Sep 30, 2014
Antarctica Has Lost Enough Ice to Cause a Measurable Shift in Gravity
Gravity—yes, gravity—is the latest victim of climate change in Antarctica. That’s the stunning conclusion announced Friday by the European Space Agency.
“The loss of ice from West Antarctica between 2009 and 2012 caused a dip in the gravity field over the region,” writes the ESA, whose GOCE satellite measured the change. Apparently, melting billions of tons of ice year after year has implications that would make even Isaac Newton blanch. See the data visualized above.
To be fair, the change in gravity is very small. It’s not like you’ll float off into outer space on your next vacation to the Antarctic Peninsula.

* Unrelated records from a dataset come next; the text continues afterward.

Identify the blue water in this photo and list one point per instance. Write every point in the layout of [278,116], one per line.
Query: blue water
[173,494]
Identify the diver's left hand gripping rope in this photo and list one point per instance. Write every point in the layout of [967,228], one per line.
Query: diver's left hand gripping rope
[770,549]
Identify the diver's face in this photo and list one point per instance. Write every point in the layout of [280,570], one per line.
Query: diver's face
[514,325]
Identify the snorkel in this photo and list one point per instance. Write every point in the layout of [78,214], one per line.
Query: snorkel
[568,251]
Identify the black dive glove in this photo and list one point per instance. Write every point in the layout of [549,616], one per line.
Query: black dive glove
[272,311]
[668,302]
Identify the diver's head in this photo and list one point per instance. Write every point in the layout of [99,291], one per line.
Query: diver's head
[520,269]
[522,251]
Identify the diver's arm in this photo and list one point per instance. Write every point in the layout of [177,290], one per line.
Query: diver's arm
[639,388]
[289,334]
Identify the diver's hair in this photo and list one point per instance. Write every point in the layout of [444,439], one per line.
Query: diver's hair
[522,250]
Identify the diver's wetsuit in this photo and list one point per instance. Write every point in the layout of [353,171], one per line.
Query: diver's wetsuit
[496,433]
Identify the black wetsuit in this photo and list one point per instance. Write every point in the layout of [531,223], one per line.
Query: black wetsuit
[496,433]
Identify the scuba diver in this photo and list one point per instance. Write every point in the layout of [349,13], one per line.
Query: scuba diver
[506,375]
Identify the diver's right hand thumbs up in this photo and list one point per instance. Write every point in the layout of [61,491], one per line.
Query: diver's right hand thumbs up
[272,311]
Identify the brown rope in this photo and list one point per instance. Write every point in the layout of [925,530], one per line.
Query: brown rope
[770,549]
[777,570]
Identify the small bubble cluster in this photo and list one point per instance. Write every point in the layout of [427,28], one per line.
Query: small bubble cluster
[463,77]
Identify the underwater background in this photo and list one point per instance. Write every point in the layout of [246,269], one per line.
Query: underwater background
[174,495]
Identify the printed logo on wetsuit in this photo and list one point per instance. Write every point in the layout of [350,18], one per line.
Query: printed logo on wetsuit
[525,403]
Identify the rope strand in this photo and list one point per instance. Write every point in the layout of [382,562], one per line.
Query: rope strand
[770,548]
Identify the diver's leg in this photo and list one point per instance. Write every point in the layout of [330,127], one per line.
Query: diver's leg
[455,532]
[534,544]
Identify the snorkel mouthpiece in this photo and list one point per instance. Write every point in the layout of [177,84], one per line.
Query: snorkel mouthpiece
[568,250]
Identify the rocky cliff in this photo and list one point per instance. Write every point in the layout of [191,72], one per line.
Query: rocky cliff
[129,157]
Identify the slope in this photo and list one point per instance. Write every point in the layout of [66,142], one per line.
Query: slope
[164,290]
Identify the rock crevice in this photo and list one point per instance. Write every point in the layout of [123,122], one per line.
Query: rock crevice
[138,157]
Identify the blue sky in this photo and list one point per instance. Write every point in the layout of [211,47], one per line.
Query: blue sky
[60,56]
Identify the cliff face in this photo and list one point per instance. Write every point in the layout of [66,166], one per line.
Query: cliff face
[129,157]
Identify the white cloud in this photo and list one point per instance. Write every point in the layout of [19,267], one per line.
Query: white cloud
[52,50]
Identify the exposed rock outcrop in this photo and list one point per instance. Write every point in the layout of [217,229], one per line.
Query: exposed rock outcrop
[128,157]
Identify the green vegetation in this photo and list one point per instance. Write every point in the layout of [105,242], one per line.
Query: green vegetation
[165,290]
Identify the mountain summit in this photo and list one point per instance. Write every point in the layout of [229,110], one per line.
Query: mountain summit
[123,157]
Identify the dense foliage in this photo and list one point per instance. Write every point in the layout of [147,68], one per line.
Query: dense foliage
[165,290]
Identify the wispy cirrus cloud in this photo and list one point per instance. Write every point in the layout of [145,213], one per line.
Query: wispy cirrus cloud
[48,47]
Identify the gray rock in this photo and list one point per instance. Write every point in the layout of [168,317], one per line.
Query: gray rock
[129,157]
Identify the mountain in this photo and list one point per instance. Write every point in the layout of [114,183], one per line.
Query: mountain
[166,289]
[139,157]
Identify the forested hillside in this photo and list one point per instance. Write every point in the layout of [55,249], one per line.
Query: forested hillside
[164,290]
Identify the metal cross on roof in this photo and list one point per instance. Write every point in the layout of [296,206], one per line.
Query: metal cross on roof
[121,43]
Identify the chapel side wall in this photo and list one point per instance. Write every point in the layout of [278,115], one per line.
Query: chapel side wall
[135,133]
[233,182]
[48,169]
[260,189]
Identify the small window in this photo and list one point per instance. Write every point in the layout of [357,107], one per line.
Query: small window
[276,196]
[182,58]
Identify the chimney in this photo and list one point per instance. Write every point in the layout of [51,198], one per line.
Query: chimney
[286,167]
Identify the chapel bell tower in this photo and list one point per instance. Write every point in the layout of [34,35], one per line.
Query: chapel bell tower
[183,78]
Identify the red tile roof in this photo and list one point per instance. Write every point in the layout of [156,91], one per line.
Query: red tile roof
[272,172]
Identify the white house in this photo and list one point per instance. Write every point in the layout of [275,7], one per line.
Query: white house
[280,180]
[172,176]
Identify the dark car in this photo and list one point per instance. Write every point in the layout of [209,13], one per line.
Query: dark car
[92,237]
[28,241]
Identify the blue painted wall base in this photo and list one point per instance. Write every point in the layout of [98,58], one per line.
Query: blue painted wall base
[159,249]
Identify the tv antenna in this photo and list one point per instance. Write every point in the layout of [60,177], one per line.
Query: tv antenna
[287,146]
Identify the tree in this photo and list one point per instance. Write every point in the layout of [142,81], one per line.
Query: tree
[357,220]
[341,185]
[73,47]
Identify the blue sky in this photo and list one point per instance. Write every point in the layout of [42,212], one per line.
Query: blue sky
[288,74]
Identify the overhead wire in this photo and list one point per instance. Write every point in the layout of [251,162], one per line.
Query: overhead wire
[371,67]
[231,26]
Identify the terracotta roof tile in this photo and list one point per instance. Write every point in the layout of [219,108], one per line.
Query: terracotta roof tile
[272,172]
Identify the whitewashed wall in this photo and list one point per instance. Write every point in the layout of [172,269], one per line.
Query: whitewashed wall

The biggest implication is the new measurements confirm global warming is changing the Antarctic in fundamental ways. Earlier this year, a separate team of scientists announced that major West Antarctic glaciers have begun an “unstoppable” “collapse,” committing global sea levels to a rise of several meters over the next few hundred years.
Though we all learned in high-school physics that gravity is a constant, it actually varies slightly depending on where you are on the Earth’s surface and the density of the rock (or, in this case, ice) beneath your feet. During a four-year mission, the ESA satellite mapped these changes in unprecedented detail and was able to detect a significant decrease in the region of Antarctica where land ice is melting fastest.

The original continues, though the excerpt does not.